Tuesday, March 7, 2017

Death of a Photography Magazine

Word on the grapevine is that the US magazine Popular Photography is about to close down. This is entirely unsurprising though the reason given by the source is an entirely wrong summation of the issues. The site http://www.thephoblographer.com/ claims that the popularity of cell phone photography has killed the magazine. This such is a complete and utter misunderstanding of the business of magazines that I have to question the mental competency of the author.

Magazines depend upon advertising. Advertisers are paying ever less as they are spreading their advertising ever further. That's only part of the story however. Magazines commonly have a cover price. None of that cover price makes it back to the publisher. 

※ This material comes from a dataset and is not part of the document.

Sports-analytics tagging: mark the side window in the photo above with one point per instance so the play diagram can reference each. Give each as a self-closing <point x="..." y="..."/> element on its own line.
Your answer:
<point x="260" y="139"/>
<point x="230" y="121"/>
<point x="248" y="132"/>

The cover price persuades retailers to stock the magazine because $10 for a product that has zero cost represents a good profit. Many years ago I worked for a nationwide book retailer. Magazines were delivered and put out. Some were sold, which represented profit. Some were stolen which really didn't amount to any loss other than a theoretical loss of imaginary profit. Some were damaged in the store and disposed of in the trash. When the next issue came in, the old ones were thrown out and the new ones were out on the shelf. 

So, magazines are essentially Scotch mist, financially. Where the publisher makes their money is from selling advertising. That's basically a loser's game. I've lost count of the number of magazines, websites etc that have gone under due to lack of income. This blog is a hobby blog but carries some advertising. The promise is that I can make money from allowing Google to plaster it with adverts. The truth is I get 1 or 2 cents income a month but I'll only get a payout when the total gets to $100.

Magazines are dependent upon retailers giving an accurate estimate of sales that they can then repeat 
to their advertisers in order to convince them to spend money. Retailers can't be bothered to report back on magazines sold. Their business is in making money, not helping others make money and magazines are two a penny to them.

The problem with magazines from a consumer's point of view is that they're terribly expensive for what they provide. Allied to that, the photography in magazines is usually quite terrible and the journalism is even worse being riddled with technical errors. The killer for the average consumer is the cost.

I'm an average consumer and I've not bought any magazines for decades. I'd rather buy a book on the subject if I feel I need to learn faster than by trial and error. As an example, one magazine I wanted to read was $10. A more comprehensive book was $40. No prizes for guessing that I went for the book instead.

In terms of the argument that cell phones have destroyed magazines, its two separate issues. Cell phones and tablets with cameras have certainly decimated the camera market. The cell phone produces images that quite frankly are very close to SLR quality. The proliferation of images has done more to destroy the fascination with the creation of images than anything else.

When cameras can produce sharp, well focused images with great detail and color, there's little need for a "professional" behind the lens. Don't like the photo, retake it. My theory is the proliferation of good quality images has really destroyed a lot of the art behind photography.

So, we do have a general decline in interest in photography as a hobby. At the same time, people take 
images at the drop of a hat on their cellphone and upload to Facebook. When people have seen a million photos of Machu Pichu or a million photographs of Brooklyn Bridge, there's little incentive to pick up a camera to take a better image that like as not will just be the same as one that one has not yet seen.

I take photographs for myself. It's true that for the last two years I've done very little photography. That's because my photography has been documenting the conversion of my bus into a motorhome rather than actively taking photos for the sake of the art.
As can be seen, my latest "photograph" is hardly exciting nor artistic. This is the way my photography has headed. I rather suspect that since good quality photos are so easy to obtain, they have become increasingly utilitarian and hence have lost their sex appeal. That, however, is not why the magazine went under. The dimwit that wrote the original article really does need a class in basic economics!